How fortunate I am, he thought. Penguins don´t usually let humans pet them, but Sandy lets me.

* * *

The zoo permitted Gunther and Sandy to visit schools, facilities for handicapped kids, and retirement homes. He always felt a pang when he travelled with her. He could tell that she was uneasy being away from her home. In her cage on the floor of the van, right beside him, she whimpered softly, and he responded by keeping his feet within plain view of the window of her cage. His boots were probably as much a marker of his presence to Sandy as her spots were for him.
He didn’t talk about such things with Josef. Josef tolerated the quirkiness of Gunther’s relationship with Sandy, without understanding it at all.

He’d become calmer in Sandy’s presence. His dreams, which had been of x-rays that melted like old movie celluloid film overexposed to the heat of the camera – he’d thought they might be his wife’s pancreas – had always left him feeling vaguely apprehensive and frustrated upon waking, as if he could never quite grasp what it was he was supposed to be seeing. These new dreams, he tried explaining to Josef, were different. Josef merely stared into his coffee cup and swirled his spoon around.

When Gunther had to stay home with the flu, he worried about what Sandy would think when he did not arrive to greet her in the morning. After his second week of illness, Josef came to visit him at his home one evening. “She’s refusing her food, and barely swims. She just lies on the rocks. If I thought penguins had emotions, I’d say she was depressed.”
Gunther was not surprised to hear Josef did not believe in the emotional life of penguins, but he said nothing. Distressed, he could not rouse himself from bed and was too weak to return to work. He drank broth. He took vitamin C. He consoled himself that penguins were monogamous for most of the ten years that they lived; but he also knew that they might hunt for new mates if their partners were gone for a few weeks. Would she wait for him?

Finally the day came that he was able to return to the zoo. When he walked to the edge of Sandy’s pond, he couldn’t see her. No one swam to greet him. No one splashed flippers on the surface of the water. It took him almost an hour to pick her out, swimming alongside one of the younger penguins. He walked away slowly, his head bowed, cursing himself. It was his own fault that she had deserted him. Not even a penguin, a creature biologically programmed for monogamy, could commit to him. For him love would never last.
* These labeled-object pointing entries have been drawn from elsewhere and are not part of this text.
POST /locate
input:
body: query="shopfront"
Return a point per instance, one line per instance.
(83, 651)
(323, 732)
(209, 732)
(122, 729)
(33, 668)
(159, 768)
Josef told Gunther he was getting old. He should retire. Two months later, he did just that. Without Sandy as his companion there was little joy in his work. He’d thought he’d be bored in retirement, but he took up golf and hiking, and on the occasional Sunday Josef joined him on the hiking trail. “Are you still afraid of your dreams?” asked Josef.

“I’ve begun to have dreams in full colour, Josef,” he said.

He did not admit he preferred the old black and white dreams, the swirling patterns that reminded him of Sandy. He found it hard to understand how there could be colour in the world after all that had happened to him. He did not share any of this with Josef. After all, only a fool would lose a wife then fall for a penguin.